Cambodia Daily Closes Down After Government Threatened It with Hefty Tax Bill

#SavetheDaily. Source: Facebook page of Cambodian Center for Human Rights

Cambodia Daily printed its last issue on September 4, 2017 after the government slapped it with a $6.3 million tax bill.

The paper’s owner, Deborah Krisher-Steele, explained how the tax case led to the closure of the paper which started operation in 1993:

The power to tax is the power to destroy. And after 24 years and 15 days, the Cambodian government has destroyed The Cambodia Daily, a special and singular part Cambodia’s free press. The Daily has been targeted for an astronomical tax assessment, leaks and false statements by the tax department and public vilification by the head of government.

Cambodia Daily appealed for audit and negotiation with regard to the tax issue but the government refused to reconsider the case.

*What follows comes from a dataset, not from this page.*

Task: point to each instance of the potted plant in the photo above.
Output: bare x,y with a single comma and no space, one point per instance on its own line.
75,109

Some think the tax department’s unwillingness to address the petition of Cambodia Daily reflected the stance of Prime Minister Hun Sen, who had earlier accused the people behind the hard-hitting paper of being “thieves” and “servants of foreigners”.

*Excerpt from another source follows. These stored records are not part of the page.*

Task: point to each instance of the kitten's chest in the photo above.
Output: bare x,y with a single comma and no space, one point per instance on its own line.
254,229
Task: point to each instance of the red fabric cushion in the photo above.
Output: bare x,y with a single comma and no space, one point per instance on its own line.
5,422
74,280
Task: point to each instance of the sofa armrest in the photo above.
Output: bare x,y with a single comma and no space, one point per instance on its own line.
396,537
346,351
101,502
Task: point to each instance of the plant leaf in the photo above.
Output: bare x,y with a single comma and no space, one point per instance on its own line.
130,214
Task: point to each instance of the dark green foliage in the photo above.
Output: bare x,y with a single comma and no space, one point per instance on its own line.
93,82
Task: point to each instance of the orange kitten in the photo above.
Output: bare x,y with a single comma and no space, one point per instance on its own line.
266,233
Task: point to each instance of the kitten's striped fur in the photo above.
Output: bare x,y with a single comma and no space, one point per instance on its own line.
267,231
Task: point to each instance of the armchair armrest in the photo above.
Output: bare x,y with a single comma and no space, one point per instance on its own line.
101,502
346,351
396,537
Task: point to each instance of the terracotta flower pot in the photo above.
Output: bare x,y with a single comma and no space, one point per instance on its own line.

Cambodia Daily started operations in 1993. Source: Facebook

Media groups like the Southeast Asian Press Alliance believe the closure of Cambodia Daily is linked to the 2018 elections:

We view these closures as part of a broader campaign to muzzle critical voices and to clamp down on freedom of expression ahead of the July 2018 national election. Media freedom is a fundamental component of any democracy, and it must be preserved in order for next year’s election to be free and fair.

Cambodia's ruling party has been in power for three decades. It continues to dominate local politics but it lost many seats in the 2013 general elections.

Aside from Cambodia Daily, radio stations that broadcast programs of the political opposition in 19 provinces have stopped operating due to alleged licensing violations.

The alleged government crackdown on critical voices has not only targeted the media but also foreign NGOs and opposition leaders.

The government’s representative to the UN office in Geneva denied allegations that only critical media houses were targeted:

The fact is that currently numerous newspapers, non-governmental organizations, and radio stations are in operation freely and harmoniously in Cambodia except a handful of them, why? Because the latter do not fulfill their duties in respecting the existing law and regulation of the host state.

Government spokesman Phay Siphan insisted that the filing of a tax case against Cambodia Daily is not politically-motivated:

The Daily itself is speaking with political intentions to cover up that they don’t want to pay taxes. They wrote to the prime minister to help. This has nothing to do with prime minister – it is an issue with the department of taxation.

The last edition of Cambodia Daily. Source: Facebook

Alan Parkhouse, an editor of Khmer Times, expressed concern about the situation of local journalists working for Cambodia Daily. But at the same time he also wrote about other financial matters involving the paper:

The Daily, which for most of its 25 years operated as a non-profit NGO newsletter training local journalists, also never paid to use stories from news agencies like Reuters or Agence France Presse and in the past it never paid for the right to reprint stories from major newspapers in the United States.

This free access to wire services and lifting rights from other papers was done under the guise of being a charity or NGO newsletter set up to train local journalists.

Whatever the liability of Cambodia Daily, the paper was not given enough time to respond to the tax case and other violations it allegedly committed.

The statement issued by the Overseas Press Club of Cambodia summarizes the concern of human rights groups about the political impact of the closure of a popular newspaper:

…the Kingdom lost a significant aspect of its media diversity. It lost a training ground for a generation of Khmer journalists. It lost a beacon of free speech. It lost its most prolific chronicler of current affairs, a paper whose 24 years of daily editions will long serve as a first draft to modern Cambodian history.